The whole day was a lot of fun, and I highly recommend Zip Nac if you are going through Nacogdoches.
We all paired up for the final competition, with the marquee match up pinning President vs. Vice-President head to head. After the first 400 feet Christian had close to a 10-foot lead, but I was gaining. Finalizing my calculations for optimal aerodynamics I closed the gap. At the 600-foot mark we were in a dead heat, anybody’s race. At about the 750-foot mark I head pulled ahead by about 5 feet and was able to fend off Christian’s advances and take home the gold.
3 favorite restaurants:
3. Damgoode Pies (Little Rock, AR)- I had my favorite kind of pizza, the Hawaiian. The crust really set the pizza apart for me. After a kitchen goof, I received hand-tossed crust instead of my usual thin. This was a blessing in disguise and the service was tremendously courteous in attempts to correct the mistake. In fact, they made me a whole new pizza, which we were able to pass on to some grateful hotel staffers.
2. King’s Palace (Beale St. Memphis, TN)- This Beale St. hotspot featured live blues music while we ate. Christian and I shared the Cajun Feast for two. This consisted of two blackened catfish filets, two “voodoo” chicken breasts, a cup of Jambalaya and Gumbo, and fried green tomatoes. The environment was cool and the food was great.
1. Merci Beaucoup (Natchitoches, LA)- This was our last meal of the group and I enjoyed it the most. As previously mentioned I enjoyed thee “Meat Pie” and a bowl of gumbo, along with a sample of a Crawfish Pie. Now if I had only tried Fillet Gumbo then my Hank Williams song Jambalaya on the Bayou would have been complete.
3 favorite museums and historical sites:
3. Governor’s Mansion (Little Rock, AR)- This was the gorgeous residency of the Arkansas Governor and his wife. The most intriguing room in the house was also the largest. The Governor’s Ballroom holds 200+ people and serves as the Governor’s favorite venue for formal dinners.
2. Supreme Court Building (Little Rock, AR)- This was especially cool because we were able to sit in the Justices’ seats and act as though we were the final say in the state on legal matters.
1. Sun Records Studio (Memphis, TN)- Music being one of my favorite distractions, this place was awesome. Standing in the exact spot as greats such as Elvis Presley, Johnny Cash, and Roy Orbison was amazing.
Notable new experiences:
Food wise- Fried Green Tomatoes, Jambalaya, Meat Pies, Crawfish Pies, an Oyster, Gator Chips, and Sweet Potato Fries.
This was my first time to attend a political science conference and it was a very interesting experience. The opportunity to listen to a wide range of topics and expertise is something every aspiring political scientist should have the chance to do.
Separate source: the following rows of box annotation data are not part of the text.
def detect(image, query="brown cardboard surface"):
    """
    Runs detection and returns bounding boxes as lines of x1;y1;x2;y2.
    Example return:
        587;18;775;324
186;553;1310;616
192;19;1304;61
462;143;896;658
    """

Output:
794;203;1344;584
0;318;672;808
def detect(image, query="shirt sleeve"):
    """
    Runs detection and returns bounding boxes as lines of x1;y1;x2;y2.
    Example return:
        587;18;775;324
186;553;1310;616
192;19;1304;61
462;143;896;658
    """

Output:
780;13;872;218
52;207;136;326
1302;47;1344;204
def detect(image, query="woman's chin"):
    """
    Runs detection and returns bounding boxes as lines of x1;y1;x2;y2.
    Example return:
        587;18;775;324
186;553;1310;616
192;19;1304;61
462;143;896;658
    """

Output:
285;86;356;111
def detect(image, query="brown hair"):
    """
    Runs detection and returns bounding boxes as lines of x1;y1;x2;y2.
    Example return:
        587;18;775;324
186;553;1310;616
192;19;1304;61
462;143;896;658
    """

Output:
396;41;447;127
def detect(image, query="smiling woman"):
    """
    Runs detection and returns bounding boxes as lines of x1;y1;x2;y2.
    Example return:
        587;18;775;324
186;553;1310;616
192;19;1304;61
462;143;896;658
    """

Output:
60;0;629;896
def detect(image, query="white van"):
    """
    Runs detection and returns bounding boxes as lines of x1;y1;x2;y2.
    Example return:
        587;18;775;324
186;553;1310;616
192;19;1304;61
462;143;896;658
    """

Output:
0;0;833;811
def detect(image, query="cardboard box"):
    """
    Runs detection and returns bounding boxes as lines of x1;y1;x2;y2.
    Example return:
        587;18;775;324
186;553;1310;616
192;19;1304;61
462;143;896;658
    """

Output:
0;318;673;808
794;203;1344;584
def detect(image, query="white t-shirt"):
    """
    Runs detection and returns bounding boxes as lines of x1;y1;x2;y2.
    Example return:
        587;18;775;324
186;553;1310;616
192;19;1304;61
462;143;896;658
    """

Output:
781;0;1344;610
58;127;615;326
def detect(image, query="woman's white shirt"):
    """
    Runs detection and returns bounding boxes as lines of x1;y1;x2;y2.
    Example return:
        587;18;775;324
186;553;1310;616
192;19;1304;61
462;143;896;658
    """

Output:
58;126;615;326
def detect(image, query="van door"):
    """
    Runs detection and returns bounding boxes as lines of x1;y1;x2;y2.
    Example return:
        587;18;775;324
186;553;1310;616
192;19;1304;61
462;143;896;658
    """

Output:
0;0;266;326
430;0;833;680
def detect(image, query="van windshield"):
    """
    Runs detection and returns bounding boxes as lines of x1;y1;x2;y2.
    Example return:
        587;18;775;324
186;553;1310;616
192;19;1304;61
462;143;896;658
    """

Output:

I furthered my knowledge about the Civil Rights movement in America while visiting the National Civil Rights Museum. The most educational event for me though was the Susan Eisenhower speech. She gave great insight into just how instrumental President Eisenhower was in the movement. I did not know that President Eisenhower was able to appoint a staggering five justices to the Supreme Court and he insured all were pro-desegregation. Republicans get a bad rap with regards to Civil Rights, but Democrats fail to mention that two of the most important presidents on civil rights issues were Republican (Lincoln and Eisenhower).
Favorite outdoor activity:
I would have to say Zip Nac was my favorite outdoor activity. It was a total adrenaline rush and allowed my competitive side to come out!
My favorite city on the trip had to be Memphis, the music history was amazing and it had a special blend of political history as well. On Beale Street music floods the streets out every door and the City has a great upbeat vibe to it! Another reason I know that Memphis was my favorite, was that out of all the towns I really wish we could have spent more time there. I feel the same way about Natchitoches, but if I had to pick only one town to revisit it would definitely be Memphis!